In the House, the top Democrat on the appropriations committee, Rep. Rosa DeLauro (Conn.), noted the level of nondefense spending in the cap is about $9 billion below current levels, so the money is going to have to come from somewhere.

“Nine billion dollars is a cut. And so where does it come from? Twelve appropriations bills,” DeLauro said.

But Republicans are playing down those concerns.

“I don’t see any reason why [the spending caps] would jeopardize that at all,” Rep. Mike Kelly (R-Pa.), co-chairman of the House Cancer Caucus, said during an event on cancer care sponsored by The Hill. “You can’t outlaw cancer. … But what you can do is, you can guarantee funding.”

Rep. Tom Cole (R-Okla.), a member of the Appropriations Committee who previously backed NIH as the leading Republican on the Labor-HHS-Education subcommittee, claimed that because Republicans have fewer spending priorities than Democrats, the NIH legislation won’t get bogged down with other issues.

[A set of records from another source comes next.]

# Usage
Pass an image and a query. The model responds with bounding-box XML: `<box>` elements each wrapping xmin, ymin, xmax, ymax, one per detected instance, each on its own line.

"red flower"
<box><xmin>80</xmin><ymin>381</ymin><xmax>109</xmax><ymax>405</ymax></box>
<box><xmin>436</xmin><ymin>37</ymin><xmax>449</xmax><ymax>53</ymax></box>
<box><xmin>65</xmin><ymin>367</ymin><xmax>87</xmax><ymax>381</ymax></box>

Still, he said he anticipates a tough appropriations process.

“I don’t think it’ll [NIH] be shortchanged, but I would expect the entire Labor-H [Labor, Health and Human Services] budget to be under a lot of pressure,” Cole said.

President Biden has said he wants to build on the bipartisan progress in the fight against America’s No. 2 killer, and he has made fighting cancer a priority of his administration by relaunching the “cancer moonshot.”

The first iteration of the moonshot was created in 2016, at the tail end of the Obama administration, when Biden was vice president.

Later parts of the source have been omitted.